FRESNO, Calif. (AP)  -- Hikers discovered the remains of a man believed to be a missing World War II airman resting on top of a Sierra Nevada glacier just yards away from the spot where a missing aviation cadet's body was found two years ago, authorities said Monday.

The second set of human remains were found in a high alpine region of Kings Canyon National Park on Wednesday, as little as 50 feet from where climbers spotted the ice-entombed body of Leo Mustonen in October 2005, park officials said.

Rangers located the second body exposed on a remote rock glacier between granite boulders, his undeployed parachute stenciled "US ARMY" inches away.

"It looks like his head was just resting on the rock," said Debbie Brenchley, the first ranger to see the remains on Friday after a pair of backpackers reported the find. "You can see he has a wool sweater on, and a white collar and a ring on."

Icy winter storms and constant glacial movement had hampered park officials' efforts to find additional survivors of the Nov. 18, 1942, crash that killed Mustonen and three other young servicemen aboard a training flight over the Central Valley.

Last year's light snowfall left parts of that area bare of ice, and the melting snowpack revealed the legless body among the rocks, rangers said.

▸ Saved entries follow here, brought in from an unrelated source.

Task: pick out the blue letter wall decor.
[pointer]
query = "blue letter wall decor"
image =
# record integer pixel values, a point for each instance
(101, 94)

Peter Stekel, a Seattle-based writer working on a book about the failed flight, came across the skeleton as he and a friend were searching the granite peaks for the plane's engine, rangers said.

"We've scoured the area over the last few years," said J.D. Swed, the parks' chief ranger. "We're confident that there isn't anything else to be found there _ for the moment."

The Fresno County Coroner's Office is overseeing the retrieval of the remains, which were scheduled to arrive in Fresno on Monday night.

Military anthropologists then plan to analyze the largely decomposed body, which they believe could be one of three men who was flying with Mustonen when their AT-7 navigational trainer plane disappeared after takeoff from a Sacramento, Calif., airfield.

A blizzard is believed to have caused the crash that killed Mustonen, of Brainerd, Minn., pilot William Gamber, 23, and aviation Cadets John Mortenson, 25, and Ernest Munn, 23, of St. Clairsville, Ohio. All four were given a military funeral in San Bruno's Golden Gate National Cemetery, but for decades the servicemen's families have struggled to find closure.

Mustonen was finally laid to rest in his hometown last year, where his cremated remains were buried next to his parents' graves at a cemetery overlooking the Mississippi River.

Military officials planned to notify the families of the three missing men Monday, said Robert Mann, deputy scientific adviser for the Hawaii-based Joint POW-MIA Accounting Command, which concluded in February 2006 that the first body was Mustonen's.

Forensic anthropologists will determine the downed airman's age at time of death and race within a couple of months by looking at the teeth and bones, Mann said. They will then extract DNA from the remains and compare it to genetic samples from the maternal blood lines of the three missing men to confirm the man's identity, he said.

The names of the three men's relatives were not immediately released Monday.